# How to 'convert' 12 volt pump to 110?



## oz in SC (May 13, 2002)

Found a 12 volt pump to use for our camp shower but it is 12 volt,how would I go about converting it to 110?
Would a battery charger work??

This is the pump:

http://www.mytscstore.com/detail.asp?pcID=4&paID=1034&sonID=158&page=1&productID=1916


----------



## fantasymaker (Aug 28, 2005)

Buy a 110 one instead?


----------



## oz in SC (May 13, 2002)

fantasymaker said:


> Buy a 110 one instead?


Find me a 110 volt on demand pump for under $50.


----------



## freeinalaska (Jan 21, 2005)

Go to Radio Shack and buy a 110VAC to 12VDC converter. I could not determine what the current (amp) requirments were for the pump, but a 6A 110VAC to 12VDC converter runs around $35 to $40.


----------



## idahodave (Jan 20, 2005)

If you have a small charger hooked up to an old car battery it would work. But I wouldn't run out and buy a charger and battery. 

Old RV's may have a power converter that could be salvaged.


----------



## tamsam (May 12, 2006)

If you have a battery charger hook the pump and charger to your battery. Just don't leave the charger running all the time as it will over charge your battery. We run radios like this all the time. Sam


----------



## vicker (Jul 11, 2003)

Look around your home or garage sales. All these converters that pug into 110-120v for things like radio and telephones have different voltages that they convert to. Many are 12v. Once you locate one, you need to determine wich wire is the positive wire. Most have on wire with a strip and one is solid. I think the stripe is positive, but not sure. Once you have done all that, wire it up and plug'er in. If you find something over 12v but under 15v it should work ok. The problem you are going to run it to is the AMPS. I would say most of those plug in converters don't handle many amps. You might put (in line) a fuse that is rated at the max amps of the converter. 
I would just use a 12v battery.


----------



## Hammer4 (Oct 13, 2005)

I go with the small 12v battery to run it off and a 110 volt charger to keep that battery topped off.


----------



## hoofinitnorth (Oct 18, 2006)

The converters you're looking for are probably also called inverters.


----------



## Jim S. (Apr 22, 2004)

oz in SC said:


> Find me a 110 volt on demand pump for under $50.


Sure can't find you one under $50, but by the time you plunk down another $35-40 for a 110 to 12 volt transformer/converter, you could get this new 110-volt pump from H-F:

http://www.harborfreight.com/cpi/ctaf/displayitem.taf?Itemnumber=2955

Dunno the quality, I am a dedicated Jacuzzi pump man myself.
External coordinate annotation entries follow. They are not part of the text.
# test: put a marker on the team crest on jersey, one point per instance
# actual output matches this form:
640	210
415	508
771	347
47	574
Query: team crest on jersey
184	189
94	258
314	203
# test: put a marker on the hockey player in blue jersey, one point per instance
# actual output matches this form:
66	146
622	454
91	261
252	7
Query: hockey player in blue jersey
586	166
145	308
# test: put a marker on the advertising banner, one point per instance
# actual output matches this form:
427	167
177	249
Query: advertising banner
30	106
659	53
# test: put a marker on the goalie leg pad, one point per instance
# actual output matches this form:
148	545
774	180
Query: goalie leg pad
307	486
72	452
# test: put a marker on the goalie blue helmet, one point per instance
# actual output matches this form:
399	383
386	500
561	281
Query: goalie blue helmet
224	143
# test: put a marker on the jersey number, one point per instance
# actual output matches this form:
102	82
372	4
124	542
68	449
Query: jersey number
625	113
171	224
Anyway, cheap is cheap...got a store near you? Saves the shipping!


----------



## wy_white_wolf (Oct 14, 2004)

hoofinitnorth said:


> The converters you're looking for are probably also called inverters.


AC to DC - Inverter
DC to AC - Converter
DC to DC - Converter
AC to AC - Transformer


----------



## seedspreader (Oct 18, 2004)

12volt is smart Oz. If you know a place with old campers many of them had converter's in them. Otherwise they have inexpensive battery chargers and a battery. 

Nice thing: Works when the power is out. If it's out for an extended time, throw the battery in your car to charge it.
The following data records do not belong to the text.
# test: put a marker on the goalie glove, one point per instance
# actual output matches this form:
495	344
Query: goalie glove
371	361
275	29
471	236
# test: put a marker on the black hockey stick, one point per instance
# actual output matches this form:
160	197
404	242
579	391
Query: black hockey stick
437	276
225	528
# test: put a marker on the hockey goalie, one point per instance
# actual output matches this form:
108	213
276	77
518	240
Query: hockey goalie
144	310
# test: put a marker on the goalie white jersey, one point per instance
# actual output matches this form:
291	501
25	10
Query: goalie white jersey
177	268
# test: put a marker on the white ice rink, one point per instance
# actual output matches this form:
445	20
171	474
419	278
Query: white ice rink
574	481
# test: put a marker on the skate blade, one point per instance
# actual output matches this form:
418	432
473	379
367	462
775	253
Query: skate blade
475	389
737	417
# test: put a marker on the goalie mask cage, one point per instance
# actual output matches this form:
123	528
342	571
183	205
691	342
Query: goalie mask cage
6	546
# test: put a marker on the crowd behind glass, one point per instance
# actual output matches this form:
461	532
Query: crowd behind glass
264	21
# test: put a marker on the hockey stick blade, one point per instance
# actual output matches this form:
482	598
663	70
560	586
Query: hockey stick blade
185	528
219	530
Got a link to the one you are looking at buying?


----------



## Boleyz (Sep 7, 2004)

Who bathes when they're camping anyway?

Go swimming at the lake with a bar of soap...

Oh wait...you just bought a place....that may be diferent it you're living there for an extended period of time...

I'll tell you this:

I have an un-powered cabin in W. KY. and I also have severe sleep apnea which requires a CPAP machine (110v) for me to sleep every night without stroking.

I take an eveready marine deep-cycle battery (fully charged) and use a 175 watt power inverter.

I've used it for 6 nights in a row and never run the battery down.

ALSO....Look at this from harbor freight...it's a COMPLETE solar panel charging rig...45 watt! $199 + Shipping...that's CHEAP...

http://www.harborfreight.com/cpi/ctaf/displayitem.taf?Itemnumber=90599

If you had that solar rig and 2 deep cycle batteries, you could charge one while using the other, and have PLENTY of power to bathe all day.

Get a 1000 watt inerter, and you can also run lights and TV...HF has them really cheap too...


----------



## ET1 SS (Oct 22, 2005)

Our household radiant heat circ pump is 12VDC. I have a trickle charger going to a deep-cycle RV battery that the circ pump is connected to.

Also our electric fencing is hooked onto that battery.

When we lose power, I may not be able to get on-line but we still have heat.


----------



## artificer (Feb 26, 2007)

How often do you intend to use the pump? If its only intermitent, just get a longer cord, and use your car/truck battery. If you use it for more than 15-30 min., make sure you run the engine to keep it charged.

If you want to use it for a stationary location, get a cheap battery charger, which you should have anyway. The shallow well pump is a nice simple solution if you don't have the charger, and don't want to get one.

I've made a portable shower system with a propane water heater, a pump like the one mentioned, garden hose, and kitchen spray nozzle. 50-100 people used it at a campsite, and they loved it. Hot showers where they normally had been cold.

Michael


----------



## hunter63 (Jan 4, 2005)

I run a 12 volt "sprayer" pump on a adaptor from a Colman power cooler.
Piced up cooler/adaptor at rummage sale for 30 bucks.
Only use the adaptor when running the pump, then back to the cooler.

Pumps water from a rain catching 55 gal plastic drum, to a 2-1/2 gal water heater, to a sprayer w/shut off.


----------



## 12vman (Feb 17, 2004)

I use RV pumps for everything. (12 volt) The Surflo I use pulls around 4-5 amps when they start pressuring up. At free flow, (during a shower) it pulls around 1-2 amps..

A 10 amp power supply (converter) would run it with ease..

http://buyreliant.com/psupplies/ps12.htm


----------



## oz in SC (May 13, 2002)

Thanks for all the replies.

After thinking about it more it occurred to me that I was(as usual) making it WAY more complicated then it needed to be....

We are going to use a 110 volt pond pump we already have and see if that works,if it doesn't we will buy this pump from TSC:
www.mytscstore.com/detail.asp?pcID=4&paID=1034&sonID=158&page=1&productID=1916
And simply hook it to our truck.

Sometimes it seems I try and make things harder than they need to be...


----------